In 1918, Prokudin-Gorsky escaped an increasingly chaotic and violent Russia, with nearly 2,000 of his bulky glass negatives. His subsequent peripatetic existence, before settling in Paris, makes his collection's survival all the more miraculous. The U.S. Library of Congress acquired Prokudin-Gorsky's collection in 1948, and since then his images have become critical in our understanding of pre-revolutionary Russia.
William Craft Brumfield — photographer, scholar, and the leading authority on Russian architecture in the West — began working with Prokudin-Gorsky's photographs in 1985. He curated the first public exhibition of them in the United States and has annotated the entire collection.
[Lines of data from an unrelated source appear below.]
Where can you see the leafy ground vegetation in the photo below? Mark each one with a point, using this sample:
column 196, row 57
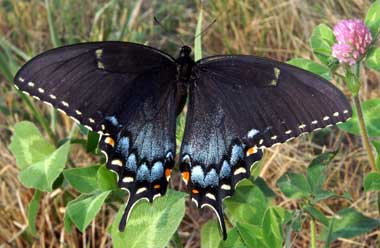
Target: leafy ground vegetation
column 318, row 190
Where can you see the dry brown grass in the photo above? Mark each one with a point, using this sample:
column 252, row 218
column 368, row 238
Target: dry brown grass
column 277, row 29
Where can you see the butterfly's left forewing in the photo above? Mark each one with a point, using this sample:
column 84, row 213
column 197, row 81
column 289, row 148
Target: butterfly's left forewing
column 237, row 106
column 124, row 91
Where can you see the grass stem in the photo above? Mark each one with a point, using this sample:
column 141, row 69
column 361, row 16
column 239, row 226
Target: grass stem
column 313, row 234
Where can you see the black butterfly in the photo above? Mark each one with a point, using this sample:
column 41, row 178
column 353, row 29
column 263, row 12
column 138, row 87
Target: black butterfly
column 131, row 95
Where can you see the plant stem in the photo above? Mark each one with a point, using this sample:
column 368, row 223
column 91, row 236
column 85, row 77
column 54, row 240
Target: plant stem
column 363, row 132
column 363, row 129
column 313, row 241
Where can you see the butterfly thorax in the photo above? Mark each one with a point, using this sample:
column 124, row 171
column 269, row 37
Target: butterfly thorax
column 184, row 64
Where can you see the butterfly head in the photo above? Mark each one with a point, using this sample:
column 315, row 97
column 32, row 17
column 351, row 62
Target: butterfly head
column 185, row 52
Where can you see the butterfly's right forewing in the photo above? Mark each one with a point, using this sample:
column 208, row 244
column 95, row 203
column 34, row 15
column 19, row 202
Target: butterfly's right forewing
column 126, row 92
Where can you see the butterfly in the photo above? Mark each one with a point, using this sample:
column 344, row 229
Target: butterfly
column 131, row 95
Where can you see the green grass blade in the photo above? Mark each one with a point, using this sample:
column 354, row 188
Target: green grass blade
column 6, row 44
column 53, row 32
column 198, row 38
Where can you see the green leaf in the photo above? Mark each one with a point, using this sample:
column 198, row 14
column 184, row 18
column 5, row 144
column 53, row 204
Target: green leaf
column 247, row 205
column 350, row 223
column 84, row 210
column 106, row 179
column 272, row 227
column 42, row 175
column 372, row 182
column 321, row 41
column 28, row 145
column 373, row 59
column 33, row 211
column 352, row 82
column 372, row 19
column 324, row 194
column 233, row 240
column 198, row 38
column 371, row 110
column 82, row 179
column 263, row 186
column 311, row 66
column 150, row 225
column 92, row 141
column 294, row 186
column 376, row 144
column 315, row 173
column 316, row 214
column 67, row 223
column 251, row 235
column 210, row 234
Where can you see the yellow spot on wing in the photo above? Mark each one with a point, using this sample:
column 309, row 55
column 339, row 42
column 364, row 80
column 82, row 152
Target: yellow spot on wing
column 251, row 151
column 110, row 141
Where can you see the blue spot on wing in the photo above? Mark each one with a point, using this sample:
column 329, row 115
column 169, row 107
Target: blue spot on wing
column 212, row 178
column 113, row 120
column 225, row 171
column 131, row 163
column 143, row 173
column 123, row 145
column 236, row 154
column 157, row 171
column 197, row 175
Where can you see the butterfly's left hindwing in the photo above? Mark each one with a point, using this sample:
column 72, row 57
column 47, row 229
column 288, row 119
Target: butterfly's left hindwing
column 239, row 105
column 126, row 92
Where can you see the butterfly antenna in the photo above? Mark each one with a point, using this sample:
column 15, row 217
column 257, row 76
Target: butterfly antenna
column 205, row 30
column 156, row 21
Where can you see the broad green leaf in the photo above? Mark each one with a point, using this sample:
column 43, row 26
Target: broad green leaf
column 83, row 211
column 315, row 173
column 42, row 175
column 311, row 66
column 352, row 82
column 33, row 211
column 372, row 19
column 82, row 179
column 350, row 223
column 210, row 234
column 233, row 240
column 316, row 214
column 372, row 181
column 150, row 225
column 294, row 186
column 371, row 110
column 67, row 223
column 28, row 145
column 373, row 59
column 248, row 204
column 272, row 228
column 251, row 235
column 323, row 195
column 376, row 144
column 106, row 179
column 321, row 41
column 198, row 38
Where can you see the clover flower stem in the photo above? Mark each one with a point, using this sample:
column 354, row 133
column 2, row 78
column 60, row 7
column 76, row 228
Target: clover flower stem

In Journeys through the Russian Empire, Brumfield — who has spent decades traversing Russia, photographing buildings and landscapes in their various stages of disintegration or restoration — juxtaposes Prokudin-Gorsky's images against the reality of today. In examining the intersections between his own photography and that of Prokudin-Gorsky, Brumfield assesses the state of preservation of Russia's architectural heritage and calls into question the nostalgic assumptions of those who see Prokudin-Gorsky's images as merely the recovery of a lost, idyllic, pre-Soviet Russia.
This lavishly illustrated volume — which features some 400 stunning full-color images of ancient churches and mosques, railways and monasteries, towns and remote natural landscapes — is a testament to two brilliant photographers, whose work prompts and illuminates, monument by monument, questions of conservation, restoration, and cultural identity and memory.